AIP Digital Archive
Electrical Engineering, Measurement and Control Technology
We describe an optical diagnostic setup which permits simultaneous spatially and temporally resolved measurements of temperature and density from cold, dense laser-produced plasmas. Such information is necessary to investigate the physics of strongly coupled plasmas. The plasma is created in a slab geometry such that the transverse slab dimension is approximately one optical depth of the probing radiation in thickness. To perform the measurements the 2nd harmonic (λ=0.527 μm) of a mode-locked Nd:glass laser (τpulse=300–500 ps) is split into two orthogonally polarized beams.
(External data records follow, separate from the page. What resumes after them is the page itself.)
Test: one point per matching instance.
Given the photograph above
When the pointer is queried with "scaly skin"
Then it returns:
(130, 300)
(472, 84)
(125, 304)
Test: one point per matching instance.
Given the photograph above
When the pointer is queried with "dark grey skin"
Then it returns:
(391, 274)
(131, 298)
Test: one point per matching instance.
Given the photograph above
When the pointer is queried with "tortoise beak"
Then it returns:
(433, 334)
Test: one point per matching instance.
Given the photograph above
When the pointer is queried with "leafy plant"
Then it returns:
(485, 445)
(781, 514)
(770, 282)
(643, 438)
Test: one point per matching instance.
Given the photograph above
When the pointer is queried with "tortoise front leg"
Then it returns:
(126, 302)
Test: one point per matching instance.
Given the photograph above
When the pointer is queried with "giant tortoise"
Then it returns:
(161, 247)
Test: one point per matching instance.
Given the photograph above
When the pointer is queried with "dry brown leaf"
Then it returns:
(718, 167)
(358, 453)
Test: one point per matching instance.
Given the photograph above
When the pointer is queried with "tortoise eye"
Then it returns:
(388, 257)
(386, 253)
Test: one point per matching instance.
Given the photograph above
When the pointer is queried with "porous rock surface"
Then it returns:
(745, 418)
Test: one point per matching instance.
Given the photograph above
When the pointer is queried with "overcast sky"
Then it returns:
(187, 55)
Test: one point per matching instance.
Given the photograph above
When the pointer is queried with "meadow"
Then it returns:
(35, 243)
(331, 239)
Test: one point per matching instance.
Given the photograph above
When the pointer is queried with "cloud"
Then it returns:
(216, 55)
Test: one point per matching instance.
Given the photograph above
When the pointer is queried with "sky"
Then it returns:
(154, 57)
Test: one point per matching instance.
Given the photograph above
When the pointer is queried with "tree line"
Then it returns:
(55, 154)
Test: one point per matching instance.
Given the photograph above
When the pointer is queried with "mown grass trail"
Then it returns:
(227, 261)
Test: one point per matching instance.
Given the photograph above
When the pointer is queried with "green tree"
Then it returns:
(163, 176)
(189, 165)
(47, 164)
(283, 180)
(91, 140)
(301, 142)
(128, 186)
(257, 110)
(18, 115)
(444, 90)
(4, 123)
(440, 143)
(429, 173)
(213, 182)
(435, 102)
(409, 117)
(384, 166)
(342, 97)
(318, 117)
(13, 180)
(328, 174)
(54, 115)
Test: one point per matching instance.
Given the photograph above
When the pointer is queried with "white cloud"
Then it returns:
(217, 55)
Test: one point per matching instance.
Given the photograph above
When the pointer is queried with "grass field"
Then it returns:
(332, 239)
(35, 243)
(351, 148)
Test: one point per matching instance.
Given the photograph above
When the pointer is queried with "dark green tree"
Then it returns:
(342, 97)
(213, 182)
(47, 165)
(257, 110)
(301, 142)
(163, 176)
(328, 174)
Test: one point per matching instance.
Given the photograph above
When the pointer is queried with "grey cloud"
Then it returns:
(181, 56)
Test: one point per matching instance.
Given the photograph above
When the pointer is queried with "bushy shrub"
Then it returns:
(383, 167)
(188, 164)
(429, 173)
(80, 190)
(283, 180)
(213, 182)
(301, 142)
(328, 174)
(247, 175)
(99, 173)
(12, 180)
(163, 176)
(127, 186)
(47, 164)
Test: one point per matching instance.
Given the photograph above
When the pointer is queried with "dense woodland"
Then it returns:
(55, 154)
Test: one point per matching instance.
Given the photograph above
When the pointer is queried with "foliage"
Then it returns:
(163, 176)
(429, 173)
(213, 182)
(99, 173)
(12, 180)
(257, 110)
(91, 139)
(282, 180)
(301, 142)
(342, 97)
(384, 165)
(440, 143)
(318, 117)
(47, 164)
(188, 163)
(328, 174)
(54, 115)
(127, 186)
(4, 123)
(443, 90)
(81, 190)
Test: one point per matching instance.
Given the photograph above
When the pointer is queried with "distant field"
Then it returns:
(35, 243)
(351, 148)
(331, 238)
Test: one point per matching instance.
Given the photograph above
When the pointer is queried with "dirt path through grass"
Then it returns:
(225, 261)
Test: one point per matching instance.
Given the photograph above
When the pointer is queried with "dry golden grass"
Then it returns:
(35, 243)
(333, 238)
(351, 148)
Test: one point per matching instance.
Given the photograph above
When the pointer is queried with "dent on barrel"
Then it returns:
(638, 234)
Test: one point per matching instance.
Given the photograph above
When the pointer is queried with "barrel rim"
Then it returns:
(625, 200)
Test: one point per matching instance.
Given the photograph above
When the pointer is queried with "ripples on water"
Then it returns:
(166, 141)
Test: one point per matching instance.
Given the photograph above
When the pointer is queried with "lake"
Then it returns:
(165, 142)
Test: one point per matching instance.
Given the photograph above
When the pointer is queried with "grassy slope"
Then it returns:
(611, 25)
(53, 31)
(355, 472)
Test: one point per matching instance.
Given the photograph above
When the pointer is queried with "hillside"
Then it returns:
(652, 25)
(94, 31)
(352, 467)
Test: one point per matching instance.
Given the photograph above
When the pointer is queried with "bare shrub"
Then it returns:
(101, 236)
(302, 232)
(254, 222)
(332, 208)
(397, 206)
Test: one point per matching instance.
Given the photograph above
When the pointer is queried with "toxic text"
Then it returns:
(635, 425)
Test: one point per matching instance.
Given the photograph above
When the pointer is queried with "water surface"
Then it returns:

One of the beams measures plasma electron density using polarization wave front interferometry. The other beam uses a set of fast (τ=350 ps) photodiodes to measure single-frequency optical absorption. Plasma electron temperature is determined from time-resolved absolute emission measurements combined with the optical absorption measurements via Kirchoff's law. This technique avoids the difficulties involved in spectroscopic temperature measurements, where the spectral intensities and line profiles are affected by the physics of the cold, dense plasma. A set of timing fiducials allows the entire set of diagnostics to be synchronized in time, while an accurate, self-referenced alignment system assures that all diagnostics sample the same region of plasma volume.